The state law requires that Wisconsin’s minimum wage “shall not be less than a living wage.” …
A living wage is defined under the law as “reasonable comfort, reasonable physical well-being, decency and moral well-being.”
…”The department has determined that there is no reasonable cause to believe that the wages paid to the complainants are not a living wage,” Robert Rodriguez, administrator of DWD’s Equal Rights Division, wrote in the denial letter.
The letter, released yesterday, is here. Interestingly, I have not been able to locate this document on the DWD website. In addition, I have not been able to locate any statistical or other quantitative analysis justifying this assessment (as of 10PM Central, on 10/7).
The standard critique — that there would be substantial job loss as a consequence of the a minimum wage hike, as argued by the Wisconsin Restaurant Association  — were trotted out. As I have noted before, the theoretical effects can go either way, and there is some evidence that the minimum wage increase effects are either small negative, or even possibly positive, on employment. 
Note that the Federal poverty threshold in 2014 for a two person household is $15730/year. If one were to work 40 hours/week for 52 weeks/year at the Wisconsin minimum wage, then gross income would equal $15080.

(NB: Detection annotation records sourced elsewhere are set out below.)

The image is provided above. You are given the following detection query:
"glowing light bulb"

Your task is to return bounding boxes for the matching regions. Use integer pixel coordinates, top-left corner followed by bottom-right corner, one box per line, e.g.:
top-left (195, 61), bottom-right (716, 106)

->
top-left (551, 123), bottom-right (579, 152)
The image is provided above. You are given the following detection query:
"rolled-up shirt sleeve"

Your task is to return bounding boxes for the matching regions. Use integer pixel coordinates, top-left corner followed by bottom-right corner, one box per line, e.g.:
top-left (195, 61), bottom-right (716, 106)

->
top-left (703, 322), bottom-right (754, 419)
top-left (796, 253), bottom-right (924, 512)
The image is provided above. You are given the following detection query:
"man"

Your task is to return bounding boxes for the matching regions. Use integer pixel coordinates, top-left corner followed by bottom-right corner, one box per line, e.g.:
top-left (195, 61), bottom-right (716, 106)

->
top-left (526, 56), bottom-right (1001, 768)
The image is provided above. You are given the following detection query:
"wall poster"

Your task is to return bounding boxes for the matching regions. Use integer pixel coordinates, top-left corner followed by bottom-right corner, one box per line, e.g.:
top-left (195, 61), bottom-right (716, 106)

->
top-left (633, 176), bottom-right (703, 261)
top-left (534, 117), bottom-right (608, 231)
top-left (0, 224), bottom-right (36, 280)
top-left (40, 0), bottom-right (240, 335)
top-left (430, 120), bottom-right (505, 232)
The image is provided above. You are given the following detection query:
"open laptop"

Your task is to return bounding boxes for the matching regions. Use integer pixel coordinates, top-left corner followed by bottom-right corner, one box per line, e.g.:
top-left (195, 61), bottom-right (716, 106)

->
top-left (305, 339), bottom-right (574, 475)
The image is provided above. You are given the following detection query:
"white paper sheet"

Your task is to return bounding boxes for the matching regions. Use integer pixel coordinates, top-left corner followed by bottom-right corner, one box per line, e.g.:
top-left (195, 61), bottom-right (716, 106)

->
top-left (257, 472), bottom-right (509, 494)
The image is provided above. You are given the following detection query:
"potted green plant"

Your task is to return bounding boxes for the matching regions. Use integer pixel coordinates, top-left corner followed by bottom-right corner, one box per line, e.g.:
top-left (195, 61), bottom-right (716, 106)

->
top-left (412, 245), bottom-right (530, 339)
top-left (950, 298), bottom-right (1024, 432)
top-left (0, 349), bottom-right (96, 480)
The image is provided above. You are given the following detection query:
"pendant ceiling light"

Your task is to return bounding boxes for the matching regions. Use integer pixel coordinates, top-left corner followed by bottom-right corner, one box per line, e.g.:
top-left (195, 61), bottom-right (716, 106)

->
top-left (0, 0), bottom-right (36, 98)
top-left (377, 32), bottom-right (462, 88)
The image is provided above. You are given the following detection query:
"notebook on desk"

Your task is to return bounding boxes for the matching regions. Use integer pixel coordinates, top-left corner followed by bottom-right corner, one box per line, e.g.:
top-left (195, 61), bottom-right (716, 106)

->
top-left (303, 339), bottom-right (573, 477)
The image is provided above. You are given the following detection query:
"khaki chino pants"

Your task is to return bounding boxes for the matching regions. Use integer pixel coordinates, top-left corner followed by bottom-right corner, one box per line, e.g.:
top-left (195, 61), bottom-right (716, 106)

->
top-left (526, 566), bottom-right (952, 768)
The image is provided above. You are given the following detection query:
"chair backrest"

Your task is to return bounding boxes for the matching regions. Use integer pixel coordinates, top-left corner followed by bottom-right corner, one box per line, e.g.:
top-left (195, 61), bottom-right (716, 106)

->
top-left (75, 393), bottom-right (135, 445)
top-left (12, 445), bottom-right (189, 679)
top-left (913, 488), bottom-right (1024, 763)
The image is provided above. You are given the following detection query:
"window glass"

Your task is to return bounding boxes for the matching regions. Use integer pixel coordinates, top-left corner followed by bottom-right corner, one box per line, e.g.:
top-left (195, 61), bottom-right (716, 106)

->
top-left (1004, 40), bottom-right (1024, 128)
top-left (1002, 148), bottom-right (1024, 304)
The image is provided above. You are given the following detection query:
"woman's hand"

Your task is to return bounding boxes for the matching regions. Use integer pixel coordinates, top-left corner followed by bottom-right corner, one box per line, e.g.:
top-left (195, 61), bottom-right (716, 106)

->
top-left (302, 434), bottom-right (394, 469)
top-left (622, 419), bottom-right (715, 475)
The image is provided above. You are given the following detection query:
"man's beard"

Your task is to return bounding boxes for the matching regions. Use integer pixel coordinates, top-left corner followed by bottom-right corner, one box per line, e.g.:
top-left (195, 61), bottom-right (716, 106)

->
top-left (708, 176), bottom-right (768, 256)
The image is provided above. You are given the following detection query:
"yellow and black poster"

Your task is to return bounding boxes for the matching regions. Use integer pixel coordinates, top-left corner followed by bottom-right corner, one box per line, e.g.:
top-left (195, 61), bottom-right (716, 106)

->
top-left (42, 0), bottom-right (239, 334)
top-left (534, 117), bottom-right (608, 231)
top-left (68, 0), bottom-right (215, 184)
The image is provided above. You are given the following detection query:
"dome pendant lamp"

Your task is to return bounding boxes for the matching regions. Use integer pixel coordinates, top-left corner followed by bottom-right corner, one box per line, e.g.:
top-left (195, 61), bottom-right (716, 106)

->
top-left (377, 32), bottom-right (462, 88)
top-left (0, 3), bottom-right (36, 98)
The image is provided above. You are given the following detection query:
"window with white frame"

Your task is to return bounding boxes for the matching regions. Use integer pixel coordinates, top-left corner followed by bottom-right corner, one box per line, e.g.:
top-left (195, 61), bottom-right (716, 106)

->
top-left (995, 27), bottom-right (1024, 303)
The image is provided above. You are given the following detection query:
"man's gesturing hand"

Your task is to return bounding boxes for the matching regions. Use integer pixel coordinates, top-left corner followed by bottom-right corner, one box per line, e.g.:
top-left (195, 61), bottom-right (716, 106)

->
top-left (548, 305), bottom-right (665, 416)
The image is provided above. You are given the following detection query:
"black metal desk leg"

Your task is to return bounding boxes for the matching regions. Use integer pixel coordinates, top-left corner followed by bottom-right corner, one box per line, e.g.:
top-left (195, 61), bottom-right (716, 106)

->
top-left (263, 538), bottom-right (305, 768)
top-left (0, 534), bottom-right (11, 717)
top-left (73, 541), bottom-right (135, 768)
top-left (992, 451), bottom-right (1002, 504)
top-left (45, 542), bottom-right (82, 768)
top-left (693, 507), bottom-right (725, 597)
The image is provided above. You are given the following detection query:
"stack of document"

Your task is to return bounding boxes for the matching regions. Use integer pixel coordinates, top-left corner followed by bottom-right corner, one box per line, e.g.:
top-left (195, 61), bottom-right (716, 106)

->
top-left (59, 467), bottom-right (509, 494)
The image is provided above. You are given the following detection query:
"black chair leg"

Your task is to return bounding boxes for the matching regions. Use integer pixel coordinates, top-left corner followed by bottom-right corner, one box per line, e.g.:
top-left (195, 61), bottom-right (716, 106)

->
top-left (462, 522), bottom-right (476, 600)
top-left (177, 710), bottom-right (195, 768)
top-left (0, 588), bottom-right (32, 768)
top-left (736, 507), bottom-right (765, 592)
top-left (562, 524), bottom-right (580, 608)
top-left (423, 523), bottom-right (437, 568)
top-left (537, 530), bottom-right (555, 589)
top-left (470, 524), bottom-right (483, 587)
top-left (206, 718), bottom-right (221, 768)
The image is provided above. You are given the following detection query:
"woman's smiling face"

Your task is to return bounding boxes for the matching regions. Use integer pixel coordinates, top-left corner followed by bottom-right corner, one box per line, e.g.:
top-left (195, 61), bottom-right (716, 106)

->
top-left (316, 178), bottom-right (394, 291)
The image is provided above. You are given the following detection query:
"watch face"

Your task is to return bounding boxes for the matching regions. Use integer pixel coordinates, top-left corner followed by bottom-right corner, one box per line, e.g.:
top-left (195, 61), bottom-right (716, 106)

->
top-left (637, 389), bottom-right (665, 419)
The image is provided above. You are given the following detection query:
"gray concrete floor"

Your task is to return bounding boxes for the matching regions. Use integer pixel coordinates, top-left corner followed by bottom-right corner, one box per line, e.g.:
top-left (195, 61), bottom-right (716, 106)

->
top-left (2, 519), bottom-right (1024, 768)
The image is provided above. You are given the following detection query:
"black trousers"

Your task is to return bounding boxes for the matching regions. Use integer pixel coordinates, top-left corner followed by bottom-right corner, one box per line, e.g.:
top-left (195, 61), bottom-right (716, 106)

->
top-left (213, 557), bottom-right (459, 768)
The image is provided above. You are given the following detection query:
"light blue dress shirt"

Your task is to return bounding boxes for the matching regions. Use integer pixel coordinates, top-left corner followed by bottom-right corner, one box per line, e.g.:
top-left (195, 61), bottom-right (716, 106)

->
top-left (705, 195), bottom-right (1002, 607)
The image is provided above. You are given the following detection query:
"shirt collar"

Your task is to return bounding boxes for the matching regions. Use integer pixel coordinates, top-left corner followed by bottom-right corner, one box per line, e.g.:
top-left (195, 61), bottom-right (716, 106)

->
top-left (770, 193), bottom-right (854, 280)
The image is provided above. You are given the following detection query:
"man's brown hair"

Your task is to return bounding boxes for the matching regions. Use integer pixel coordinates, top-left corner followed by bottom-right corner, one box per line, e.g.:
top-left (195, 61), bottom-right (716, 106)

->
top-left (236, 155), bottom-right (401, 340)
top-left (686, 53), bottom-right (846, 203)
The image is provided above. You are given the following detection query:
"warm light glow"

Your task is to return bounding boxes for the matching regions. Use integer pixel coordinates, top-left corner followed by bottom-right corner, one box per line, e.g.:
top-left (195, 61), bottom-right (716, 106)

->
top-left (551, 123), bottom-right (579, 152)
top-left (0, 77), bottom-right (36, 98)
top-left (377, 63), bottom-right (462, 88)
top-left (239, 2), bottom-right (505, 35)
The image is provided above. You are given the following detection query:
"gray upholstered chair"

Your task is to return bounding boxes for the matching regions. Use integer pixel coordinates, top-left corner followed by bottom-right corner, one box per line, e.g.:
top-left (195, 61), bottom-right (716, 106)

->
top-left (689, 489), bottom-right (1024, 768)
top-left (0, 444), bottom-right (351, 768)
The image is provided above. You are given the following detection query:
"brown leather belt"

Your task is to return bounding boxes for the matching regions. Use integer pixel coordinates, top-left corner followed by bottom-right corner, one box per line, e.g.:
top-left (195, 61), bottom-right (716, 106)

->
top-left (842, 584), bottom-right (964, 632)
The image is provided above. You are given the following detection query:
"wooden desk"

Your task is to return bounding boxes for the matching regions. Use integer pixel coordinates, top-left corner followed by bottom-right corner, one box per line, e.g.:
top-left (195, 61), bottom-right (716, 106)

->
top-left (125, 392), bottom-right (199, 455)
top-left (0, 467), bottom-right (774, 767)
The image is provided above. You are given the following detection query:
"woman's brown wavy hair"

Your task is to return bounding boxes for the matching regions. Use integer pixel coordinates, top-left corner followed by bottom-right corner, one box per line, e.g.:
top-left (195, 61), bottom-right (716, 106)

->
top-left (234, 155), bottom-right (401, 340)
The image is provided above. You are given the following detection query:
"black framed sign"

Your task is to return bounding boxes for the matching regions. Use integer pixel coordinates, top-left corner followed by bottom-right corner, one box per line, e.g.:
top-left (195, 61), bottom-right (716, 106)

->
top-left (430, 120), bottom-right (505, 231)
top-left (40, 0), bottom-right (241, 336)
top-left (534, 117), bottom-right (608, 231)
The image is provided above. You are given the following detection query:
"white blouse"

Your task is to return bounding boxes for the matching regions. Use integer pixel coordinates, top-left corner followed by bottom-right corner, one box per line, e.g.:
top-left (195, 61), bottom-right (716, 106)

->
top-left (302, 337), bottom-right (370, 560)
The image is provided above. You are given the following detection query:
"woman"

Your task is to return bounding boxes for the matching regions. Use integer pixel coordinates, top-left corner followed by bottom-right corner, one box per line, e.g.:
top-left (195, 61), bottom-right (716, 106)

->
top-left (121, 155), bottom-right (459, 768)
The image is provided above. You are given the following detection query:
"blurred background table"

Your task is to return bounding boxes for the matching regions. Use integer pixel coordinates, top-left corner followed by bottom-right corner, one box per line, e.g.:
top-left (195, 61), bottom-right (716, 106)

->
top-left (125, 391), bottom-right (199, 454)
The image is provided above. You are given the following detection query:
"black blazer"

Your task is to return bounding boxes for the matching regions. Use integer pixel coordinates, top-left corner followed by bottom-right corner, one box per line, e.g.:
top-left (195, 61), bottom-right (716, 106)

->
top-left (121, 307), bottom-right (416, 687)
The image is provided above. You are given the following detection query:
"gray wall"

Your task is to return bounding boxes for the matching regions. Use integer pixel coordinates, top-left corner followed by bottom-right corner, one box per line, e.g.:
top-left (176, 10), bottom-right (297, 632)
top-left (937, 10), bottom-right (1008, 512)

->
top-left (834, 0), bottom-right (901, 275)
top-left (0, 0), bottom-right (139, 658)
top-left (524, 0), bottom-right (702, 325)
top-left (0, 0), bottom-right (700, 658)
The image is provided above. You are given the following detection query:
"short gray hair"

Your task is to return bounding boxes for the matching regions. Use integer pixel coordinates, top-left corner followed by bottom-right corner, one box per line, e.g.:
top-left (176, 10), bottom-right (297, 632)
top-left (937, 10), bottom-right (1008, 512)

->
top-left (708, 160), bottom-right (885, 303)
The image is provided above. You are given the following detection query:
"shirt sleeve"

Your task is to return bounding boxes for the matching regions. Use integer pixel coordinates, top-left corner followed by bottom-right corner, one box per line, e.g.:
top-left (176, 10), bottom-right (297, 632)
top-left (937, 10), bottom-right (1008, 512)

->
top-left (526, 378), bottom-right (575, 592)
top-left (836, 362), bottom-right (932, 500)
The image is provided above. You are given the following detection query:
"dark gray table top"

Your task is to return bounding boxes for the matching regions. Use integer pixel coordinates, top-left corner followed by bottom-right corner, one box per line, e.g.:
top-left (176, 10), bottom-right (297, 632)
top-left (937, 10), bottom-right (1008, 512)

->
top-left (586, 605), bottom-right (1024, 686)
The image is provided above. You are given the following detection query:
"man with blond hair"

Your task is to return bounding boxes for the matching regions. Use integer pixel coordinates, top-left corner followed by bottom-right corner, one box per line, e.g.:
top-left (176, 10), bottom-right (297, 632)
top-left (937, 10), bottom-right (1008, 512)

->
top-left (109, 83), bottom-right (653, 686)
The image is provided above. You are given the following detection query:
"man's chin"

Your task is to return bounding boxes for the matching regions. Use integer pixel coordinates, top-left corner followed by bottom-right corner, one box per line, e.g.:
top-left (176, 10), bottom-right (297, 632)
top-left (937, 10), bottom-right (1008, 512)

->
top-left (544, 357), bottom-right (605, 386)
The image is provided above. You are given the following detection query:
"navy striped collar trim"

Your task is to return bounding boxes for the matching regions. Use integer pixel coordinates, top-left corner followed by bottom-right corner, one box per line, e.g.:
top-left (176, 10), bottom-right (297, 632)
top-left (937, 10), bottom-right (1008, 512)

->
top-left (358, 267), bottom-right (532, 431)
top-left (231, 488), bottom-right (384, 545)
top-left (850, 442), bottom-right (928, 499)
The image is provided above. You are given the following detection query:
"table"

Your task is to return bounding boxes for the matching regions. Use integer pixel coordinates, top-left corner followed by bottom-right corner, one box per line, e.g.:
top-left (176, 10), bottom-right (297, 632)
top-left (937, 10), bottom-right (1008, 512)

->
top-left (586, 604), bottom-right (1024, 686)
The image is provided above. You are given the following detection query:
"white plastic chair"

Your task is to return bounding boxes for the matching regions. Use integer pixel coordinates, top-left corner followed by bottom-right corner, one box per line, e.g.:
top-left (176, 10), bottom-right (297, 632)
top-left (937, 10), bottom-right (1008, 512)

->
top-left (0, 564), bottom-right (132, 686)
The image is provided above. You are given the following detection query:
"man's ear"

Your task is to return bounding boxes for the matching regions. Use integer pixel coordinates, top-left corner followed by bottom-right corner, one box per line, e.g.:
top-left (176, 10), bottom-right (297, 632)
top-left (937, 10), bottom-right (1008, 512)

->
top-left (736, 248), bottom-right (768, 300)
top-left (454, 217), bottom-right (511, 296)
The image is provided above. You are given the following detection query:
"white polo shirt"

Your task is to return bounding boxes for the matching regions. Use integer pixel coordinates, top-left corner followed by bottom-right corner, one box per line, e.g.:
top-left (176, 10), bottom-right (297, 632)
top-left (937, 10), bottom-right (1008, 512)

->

Update, 10/8 1:40PM Pacific: The irrepressible Rick Stryker observes that the Doyle administration determined $7.25 minimum wage as consistent with a living wage in July 2009. Well, lots has changed since 2009, including the fact that the price level has risen — a fact judiciously omitted by Mr. Stryker. Here is the minimum wage in 2009$ (and keep in mind, the CPI is plutocratic, so that it applies to upper income households). For instance, the CPI for food and beverages, which would be higher weighted for lower income households, has risen 11.9% vs. 10.9% for CPI.
Figure 3: Minimum wage in $/hour (blue) and in 2009$ (red). Deflation uses CPI-All.
Update: Here is the the 2009 Wisconsin Legislative Council Informational Memo regarding how DWD raised the minimum wage:
The Department of Workforce Development (DWD) is authorized by state statute to change the
state minimum wage through the rule promulgation process.
Despite some people’s assertions, the legislature did not pass legislation to effect this change.
You can also read more of the history of DWD’s decisionmaking here.
Update, 10/10, 9:25AM Pacific: The Legislative Council has provided a memo which outlines the authority granted to agencies to promulgate rules, including those relating to the minimum wage. The relevant portion:
The Wisconsin Constitution delegates to the legislative branch the power to make laws and assigns to the executive branch the power to enforce and execute laws. Although the legislature is highly capable of adopting public policies and setting the agenda for the state, it does not
always have the administrative expertise or resources to implement public policies. Also, the implementation and enforcement of the laws may require consideration of details and the adoption of procedures that cannot be foreseen when legislation is enacted. For these reasons the legislature has delegated to the executive branch the power to promulgate—to make known and put into effect—administrative rules.
Administrative rules have the effect of law and, as stated in the Wisconsin Statutes, are “issued by an agency to implement, interpret, or make specific legislation enforced or administered by the agency or to govern the organization or procedure of the agency.” State agencies are granted rule-making power to actualize the legislature’s public policy decisions. The administrative rules are compiled in the
Wisconsin Administrative Code…
As the history of minimum wage changes in Wisconsin makes clear, DWD can make the changes on its own, subject to clearance by the Legislature. Hence, assertions that the legislature must on its own initiate minimum wage changes, or change the determination of what constitutes a living wage, are incorrect. Authority is delegated by the Legislature to DWD (and the Legislature can override DWD).